Businesses with cyclical sales are good candidates for short-term loans because it may help resolve temporary cash flow shortages. A short-term loan can help cover the gap if you are looking for funding to cover unpaid supplier bills and other expenses.
The Small Business Association (SBA) offers lots of financing options, including the SBA 7(a) loan program, which can be used to assist in equipment purchases.
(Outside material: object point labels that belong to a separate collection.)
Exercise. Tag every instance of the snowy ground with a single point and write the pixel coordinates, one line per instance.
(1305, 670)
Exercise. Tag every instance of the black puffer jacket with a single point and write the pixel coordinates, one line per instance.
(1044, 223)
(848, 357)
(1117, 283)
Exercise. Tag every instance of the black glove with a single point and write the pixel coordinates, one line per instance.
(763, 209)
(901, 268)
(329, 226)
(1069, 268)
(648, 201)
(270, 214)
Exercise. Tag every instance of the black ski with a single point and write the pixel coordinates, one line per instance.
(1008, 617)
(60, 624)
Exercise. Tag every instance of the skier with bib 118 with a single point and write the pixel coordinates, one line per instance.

SBA 7(a) equipment loans are available for up to $5 million and are typically considered long-term loans with a term of ten years.
To be eligible for an SBA loan, you must operate as a for-profit business in the U.S. or its territories, meet the SBA’s definition of creditworthiness, and have what the SBA considers to be “reasonable owner equity to invest.”
Keep in mind that SBA loans also take longer to process so you may need to wait several weeks or longer to make your equipment purchase.
Short-term business loans
Short-term business funding can be secured through traditional or online lenders. These days, an increasing number of business owners are turning to online lenders for help.
Short-term business loans through a reputable lender can help you secure funds quickly and avoid a lengthy or overly complicated application process. Lending requirements are also typically less stringent than those associated with an SBA loan.
For example, QuickBooks Capital requires that applicants have a 620+ FICO score and show six months of activity within their QuickBooks account. Funding is available in as little as 1 – 2 business days after approval. Equipment purchases can be made quickly, as opposed to waiting several weeks.
As a short-term lending solution, these loans also allow you to purchase your equipment outright without waiting years to pay it off. This limits the risk that you’ll be “upside down”— or owing more than the equipment is worth—on your equipment financing.